A Special Use of the World-to-Object Matrix in Ray-Tracing
In this part of the lesson we will show one interesting use of the world-to-object matrix in ray-tracing. In the lesson A Minimal Ray-Tracer: Rendering Simple Shapes (Sphere, Cube, Disk, Plane, etc.) we studied two techniques to compute the ray-sphere intersection, a geometric and a parametric method. While it is possible in both method to specify the centre and the radius of the sphere we wish to render, let's imagine a situation in which we don't know how to ray-trace a sphere unless the sphere has radius 1 and is centred about the world coordinate system origin. How could we still change the sphere size, rotation and position? The solution to this problem is in fact simple. If the sphere new scale, position and rotation is defined by a 4x4 transformation matrix, then rather than transforming the sphere using this matrix, we will transform the ray instead of the sphere to the sphere object space, by transforming its position and direction using the sphere world-to-object matrix (the inverse of the sphere object-to-world matrix). We don't transform the sphere, we transform the ray by the matrix inverse. Imagine that we translate the sphere by 2 units in Y. Then instead of computing the intersection of the ray with the translated sphere, we keep the sphere at the origin, and move the ray position by -2 in Y (as shown in figure 2). This technique is quite common in ray-tracing. It is sometimes more convenient to compute the intersection of a shape while the shape is in its object space. Thus rather than transforming the shape by the object-to-world matrix and test the ray-shape intersection with the ray in world space, we transform the ray to the shape object space, and perform the ray-geometry test in object space.

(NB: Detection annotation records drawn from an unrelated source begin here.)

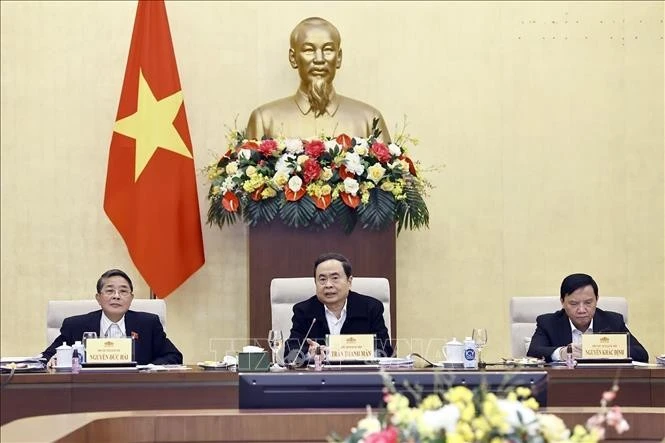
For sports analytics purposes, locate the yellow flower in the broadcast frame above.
[420,394,443,410]
[380,181,395,192]
[261,186,277,200]
[522,397,540,411]
[321,168,333,182]
[225,162,238,175]
[515,386,531,398]
[367,163,386,183]
[272,171,289,188]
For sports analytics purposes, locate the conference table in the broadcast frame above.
[0,366,665,425]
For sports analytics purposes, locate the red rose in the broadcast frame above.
[370,142,392,163]
[222,191,240,212]
[302,158,321,183]
[305,140,326,158]
[258,138,277,157]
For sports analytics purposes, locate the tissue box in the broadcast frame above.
[238,352,270,372]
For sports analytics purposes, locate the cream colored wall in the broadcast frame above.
[0,1,665,362]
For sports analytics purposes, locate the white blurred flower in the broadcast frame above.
[238,148,252,160]
[388,143,402,156]
[284,138,305,154]
[497,399,538,435]
[344,152,365,175]
[323,140,337,152]
[422,404,459,434]
[344,177,360,195]
[289,175,302,192]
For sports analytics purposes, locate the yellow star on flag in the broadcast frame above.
[113,70,192,181]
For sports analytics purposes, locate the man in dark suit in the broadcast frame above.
[527,274,649,362]
[284,252,393,361]
[42,269,182,365]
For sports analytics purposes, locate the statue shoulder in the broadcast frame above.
[252,96,294,115]
[337,94,383,118]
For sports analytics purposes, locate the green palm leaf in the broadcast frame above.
[279,198,317,228]
[358,188,395,231]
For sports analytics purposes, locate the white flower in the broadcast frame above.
[388,143,402,156]
[537,414,570,442]
[344,152,365,175]
[353,137,369,149]
[275,154,295,175]
[344,177,360,195]
[289,175,302,192]
[238,148,252,160]
[497,399,538,435]
[221,177,236,192]
[284,138,305,154]
[422,404,459,434]
[367,163,386,183]
[323,140,337,152]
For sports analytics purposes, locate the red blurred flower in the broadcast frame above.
[302,158,321,183]
[284,185,307,202]
[222,191,240,212]
[335,134,351,151]
[338,165,356,180]
[258,139,277,157]
[370,142,392,163]
[305,140,326,158]
[310,194,332,211]
[339,192,360,209]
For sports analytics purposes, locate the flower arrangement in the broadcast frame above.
[206,120,430,233]
[329,378,629,443]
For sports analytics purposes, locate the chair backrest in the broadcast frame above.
[46,298,166,346]
[510,296,628,357]
[266,277,390,339]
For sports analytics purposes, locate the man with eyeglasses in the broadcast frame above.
[42,269,182,365]
[284,252,393,361]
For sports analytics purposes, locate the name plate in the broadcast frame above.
[582,334,629,359]
[326,334,374,361]
[85,338,133,363]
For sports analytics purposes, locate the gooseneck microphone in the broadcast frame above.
[291,317,316,367]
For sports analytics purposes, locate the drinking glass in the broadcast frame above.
[471,328,487,365]
[268,329,284,366]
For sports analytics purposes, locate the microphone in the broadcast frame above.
[288,317,316,368]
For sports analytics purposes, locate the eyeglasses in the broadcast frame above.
[102,288,132,297]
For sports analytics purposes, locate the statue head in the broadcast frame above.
[289,17,342,117]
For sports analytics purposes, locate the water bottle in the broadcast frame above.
[464,337,478,369]
[72,341,85,364]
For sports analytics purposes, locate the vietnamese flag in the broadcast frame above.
[104,0,205,298]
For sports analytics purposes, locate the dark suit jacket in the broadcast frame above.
[284,291,393,361]
[527,308,649,362]
[42,309,182,365]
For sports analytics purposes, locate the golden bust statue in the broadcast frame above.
[247,17,390,142]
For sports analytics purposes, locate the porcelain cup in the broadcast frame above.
[441,338,464,363]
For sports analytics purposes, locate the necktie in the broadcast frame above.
[106,323,124,338]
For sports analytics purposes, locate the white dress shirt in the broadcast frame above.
[323,301,347,335]
[552,318,593,361]
[99,311,127,337]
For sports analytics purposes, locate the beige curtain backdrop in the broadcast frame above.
[0,1,665,363]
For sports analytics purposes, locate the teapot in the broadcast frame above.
[55,341,74,369]
[441,337,464,363]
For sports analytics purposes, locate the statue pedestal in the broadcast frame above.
[249,222,397,349]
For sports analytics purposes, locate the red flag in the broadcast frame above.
[104,0,205,298]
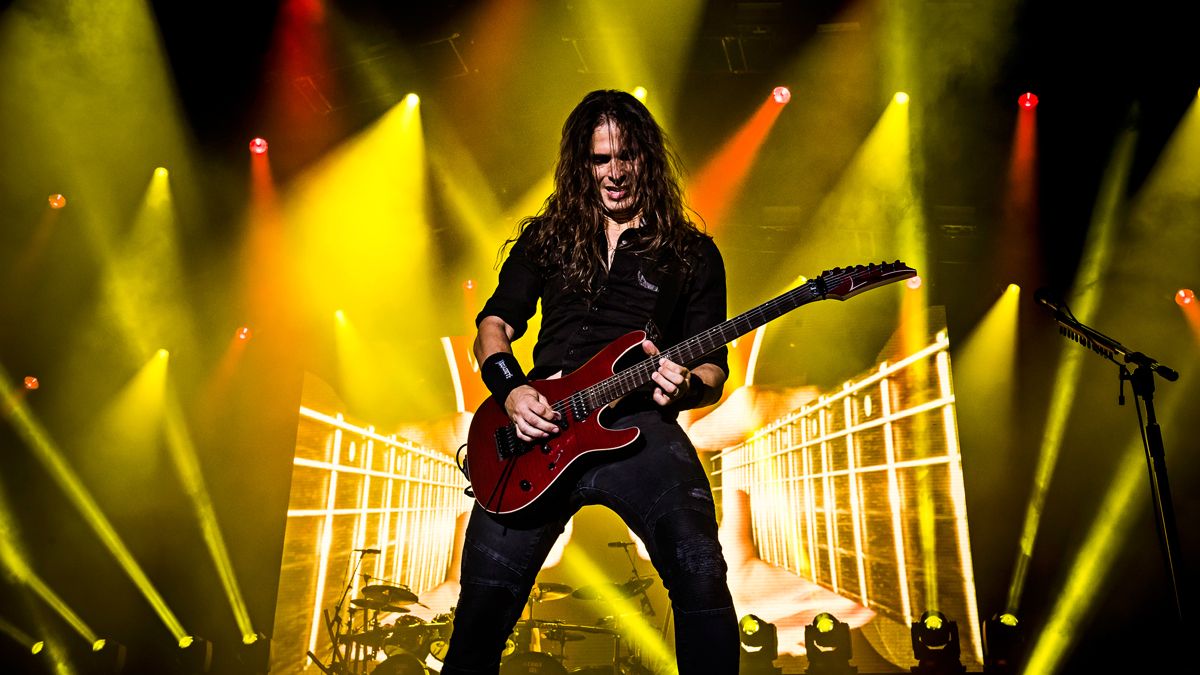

Obviously, the problem with this technique is that \(t\) the intersection distance, is not in world space anymore but in object space. The value computed by this method can't be compared to the value returned for instance by the intersect() method of the TriangleMesh class. To fix the problem, you need to compute the intersection point in object space, transform the hit point to world space, and then compute \(t\) by taking the distance between the ray origin and the hit point in world space. Obviously all these complications are worth it if computing the ray-geometry intersection is much more efficient in object space than world space. We won't implement this method in our program. Mentioning the method is enough but you can give it a try as an exercise by adapting the code above.
As usual, the source code of the full program can be found in the last chapter of this lesson.